Regierung will am Steinkohlebergbau festhalten

Union und FDP haben sich am Dienstag darauf geeinigt, noch bis 2018 am Steinkohlebergbau festzuhalten. Das bedeutet, dass man sich nicht auf ein vorzeitiges Ende der Subventionen im Jahr 2014, wie sie im Juli von der EU-Kommission beschlossen wurden, einlassen will.

Bundeskanzlerin Angela Merkel hatte bereits im Sommer Widerstand angekündigt. Dazu müsste sie allerdings eine Mehrheit innerhalb der EU-Mitgliedstaaten organisieren. Der Beschluss der EU-Kommission kann nur mit einem einstimmigen Votum im EU-Ministerrat aufgehoben werden. Das hieße , dass alle Mitgliedstaaten dagegen stimmen müssten. Die meisten fördern allerdings gar keine Steinkohle, so dass sie das Thema nicht direkt betrifft.

Die Kohlestiftung RAG hatte kürzlich Befürchtungen geäußert, dass bei einem vorzeitigem Ausstieg aus der Förderung 6.800 Entlassungen drohen. Derzeit sind bundesweit etwa 25.000 Bergleute in fünf Zechen beschäftigt: vier im Ruhrgebiet und eine an der Saar. Weitere 8.800 Stellen fielen bei Zulieferern weg. Den neuen Plänen zufolge sollen bis Ende 2012 zwei Bergwerke schließen, bis 2018 dann die letzten drei.

Über die Kosten eines vorzeitigen Austiegs herrscht Uneinigkeit. In Regierungskreisen ist zuletzt von bis zu zwei Milliarden Euro die Rede gewesen. Die RAG-Stiftung sprach von bis zu 800 Millionen Euro. Anderen Schätzungen zufolge könnte es jedoch auch zu Kosteneinsparungen kommen.

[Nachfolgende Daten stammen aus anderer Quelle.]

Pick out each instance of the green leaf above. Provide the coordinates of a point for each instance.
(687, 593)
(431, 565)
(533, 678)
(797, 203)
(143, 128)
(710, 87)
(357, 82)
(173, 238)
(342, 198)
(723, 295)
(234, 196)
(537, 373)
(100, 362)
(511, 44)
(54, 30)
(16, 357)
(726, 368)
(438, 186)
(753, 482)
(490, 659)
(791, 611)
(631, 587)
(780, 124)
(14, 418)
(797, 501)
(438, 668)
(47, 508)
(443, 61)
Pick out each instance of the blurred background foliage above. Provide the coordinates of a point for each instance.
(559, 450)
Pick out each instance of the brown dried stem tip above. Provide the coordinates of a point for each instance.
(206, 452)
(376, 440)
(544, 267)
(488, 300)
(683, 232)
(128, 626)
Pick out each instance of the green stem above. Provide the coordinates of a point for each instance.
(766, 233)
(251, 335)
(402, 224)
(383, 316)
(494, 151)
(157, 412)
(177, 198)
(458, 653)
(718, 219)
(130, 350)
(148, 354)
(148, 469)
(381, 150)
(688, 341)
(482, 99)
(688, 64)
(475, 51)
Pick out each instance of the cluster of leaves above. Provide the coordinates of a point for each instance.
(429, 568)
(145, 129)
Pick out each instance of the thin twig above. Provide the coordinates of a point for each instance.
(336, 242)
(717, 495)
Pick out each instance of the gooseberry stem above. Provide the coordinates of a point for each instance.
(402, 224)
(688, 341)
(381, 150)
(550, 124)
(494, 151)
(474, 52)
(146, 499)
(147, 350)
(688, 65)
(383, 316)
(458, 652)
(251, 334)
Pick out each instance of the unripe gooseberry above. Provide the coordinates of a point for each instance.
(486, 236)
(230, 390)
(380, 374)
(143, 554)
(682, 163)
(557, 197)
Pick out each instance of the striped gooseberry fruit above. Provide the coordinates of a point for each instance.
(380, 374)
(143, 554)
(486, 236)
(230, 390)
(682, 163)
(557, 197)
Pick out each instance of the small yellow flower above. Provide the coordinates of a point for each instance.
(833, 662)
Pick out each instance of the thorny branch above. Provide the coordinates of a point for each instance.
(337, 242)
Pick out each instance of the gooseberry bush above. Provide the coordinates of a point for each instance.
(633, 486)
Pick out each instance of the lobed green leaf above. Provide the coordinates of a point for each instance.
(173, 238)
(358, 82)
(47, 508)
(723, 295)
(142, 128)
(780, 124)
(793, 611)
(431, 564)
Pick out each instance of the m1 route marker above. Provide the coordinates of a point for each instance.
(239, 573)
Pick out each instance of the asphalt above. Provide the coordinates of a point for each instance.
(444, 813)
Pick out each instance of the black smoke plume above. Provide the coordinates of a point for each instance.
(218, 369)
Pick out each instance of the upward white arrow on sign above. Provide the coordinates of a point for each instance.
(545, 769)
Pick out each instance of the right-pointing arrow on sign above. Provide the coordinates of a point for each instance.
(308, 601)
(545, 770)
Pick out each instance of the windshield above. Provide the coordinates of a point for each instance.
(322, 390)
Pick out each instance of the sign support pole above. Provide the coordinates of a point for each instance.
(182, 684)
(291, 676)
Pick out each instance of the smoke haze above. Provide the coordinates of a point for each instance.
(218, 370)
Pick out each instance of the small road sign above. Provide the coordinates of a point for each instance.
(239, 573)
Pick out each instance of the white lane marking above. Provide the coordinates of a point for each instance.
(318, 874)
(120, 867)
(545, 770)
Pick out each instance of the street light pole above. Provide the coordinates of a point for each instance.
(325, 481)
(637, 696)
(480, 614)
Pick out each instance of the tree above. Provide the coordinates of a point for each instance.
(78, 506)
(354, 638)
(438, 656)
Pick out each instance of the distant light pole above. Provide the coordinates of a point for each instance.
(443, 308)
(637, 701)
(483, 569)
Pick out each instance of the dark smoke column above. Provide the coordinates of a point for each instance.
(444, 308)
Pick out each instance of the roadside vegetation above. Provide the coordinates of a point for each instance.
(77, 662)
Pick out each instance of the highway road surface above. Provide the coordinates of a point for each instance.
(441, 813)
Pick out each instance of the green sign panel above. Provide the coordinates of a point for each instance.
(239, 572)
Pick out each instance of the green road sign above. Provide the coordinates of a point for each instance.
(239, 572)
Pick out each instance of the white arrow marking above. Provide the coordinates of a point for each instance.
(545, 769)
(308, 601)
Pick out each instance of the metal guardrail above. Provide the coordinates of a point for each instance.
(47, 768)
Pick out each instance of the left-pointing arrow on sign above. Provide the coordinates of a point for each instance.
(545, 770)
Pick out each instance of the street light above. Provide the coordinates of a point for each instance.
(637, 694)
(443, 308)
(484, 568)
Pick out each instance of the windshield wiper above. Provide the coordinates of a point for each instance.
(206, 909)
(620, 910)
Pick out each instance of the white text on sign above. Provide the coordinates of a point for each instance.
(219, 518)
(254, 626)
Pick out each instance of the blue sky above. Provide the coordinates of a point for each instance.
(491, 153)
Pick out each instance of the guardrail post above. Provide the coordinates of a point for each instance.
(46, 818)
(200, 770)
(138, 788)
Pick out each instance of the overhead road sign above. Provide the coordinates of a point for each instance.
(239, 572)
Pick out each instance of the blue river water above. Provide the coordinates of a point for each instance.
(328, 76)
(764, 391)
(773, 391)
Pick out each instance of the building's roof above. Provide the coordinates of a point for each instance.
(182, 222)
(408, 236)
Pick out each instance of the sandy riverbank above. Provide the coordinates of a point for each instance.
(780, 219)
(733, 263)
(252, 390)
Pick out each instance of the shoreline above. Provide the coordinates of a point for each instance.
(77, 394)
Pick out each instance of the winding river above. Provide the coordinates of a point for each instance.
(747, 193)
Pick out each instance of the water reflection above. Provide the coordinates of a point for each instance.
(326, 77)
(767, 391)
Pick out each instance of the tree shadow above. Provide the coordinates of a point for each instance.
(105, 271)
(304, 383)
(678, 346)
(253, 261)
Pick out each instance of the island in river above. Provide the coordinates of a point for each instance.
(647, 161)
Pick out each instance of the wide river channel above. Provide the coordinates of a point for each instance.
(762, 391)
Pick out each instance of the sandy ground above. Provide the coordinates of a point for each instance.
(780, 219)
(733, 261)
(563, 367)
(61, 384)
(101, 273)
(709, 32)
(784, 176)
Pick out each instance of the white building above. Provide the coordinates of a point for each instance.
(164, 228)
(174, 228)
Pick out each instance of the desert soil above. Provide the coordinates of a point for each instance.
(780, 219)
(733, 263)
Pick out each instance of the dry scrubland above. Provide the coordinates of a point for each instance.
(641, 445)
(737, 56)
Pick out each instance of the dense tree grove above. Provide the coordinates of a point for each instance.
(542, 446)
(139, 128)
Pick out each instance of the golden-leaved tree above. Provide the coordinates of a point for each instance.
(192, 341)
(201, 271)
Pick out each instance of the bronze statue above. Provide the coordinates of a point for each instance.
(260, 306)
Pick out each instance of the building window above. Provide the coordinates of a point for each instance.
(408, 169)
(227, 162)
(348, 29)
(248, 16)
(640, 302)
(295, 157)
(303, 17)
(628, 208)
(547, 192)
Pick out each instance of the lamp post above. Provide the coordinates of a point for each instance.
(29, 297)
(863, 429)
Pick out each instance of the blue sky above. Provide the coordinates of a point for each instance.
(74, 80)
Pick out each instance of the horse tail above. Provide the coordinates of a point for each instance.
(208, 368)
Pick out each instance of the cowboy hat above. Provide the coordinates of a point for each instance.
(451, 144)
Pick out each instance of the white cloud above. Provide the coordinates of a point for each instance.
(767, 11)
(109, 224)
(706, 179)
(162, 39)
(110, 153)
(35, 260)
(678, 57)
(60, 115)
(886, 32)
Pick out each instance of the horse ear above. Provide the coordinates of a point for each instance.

Abgesehen von den Schäden durch das Erschließen neuer Abbaufelder sprechen gegen eine Fortsetzung des Steinkohlebergbaus vor allem umweltpolitische Aspekte. Beim Verbrennen von Steinkohle wird im Vergleich zu anderen Energieträgern, wie Gas, weit mehr CO2 freigesetzt. Zudem werden Grundwasser und Flüsse infolge des Steinkohlebergbaus durch Schwermetalle und Chloride belastet. Die radioaktiven Elemente Radium und Radon fallen an. Abpumpmaßnahmen, Rückleitung von Gewässern, Trockenlegungen und Vernässung schädigen Ökosysteme. Außerdem erhöht der Steinkohlebergbau das Hochwasserrisiko in betroffenen Gebieten.

Aus wirtschaftspolitischer Sicht ist zu kritisieren, dass die Umsätze der betreffenden Unternehmen so gering sind, dass sich die hohen Subventionen in Deutschland damit nicht rechtfertigen lassen. Der zuständige EU-Ministerrat wird sich am 10. Dezember mit dem Kohle-Streit befassen.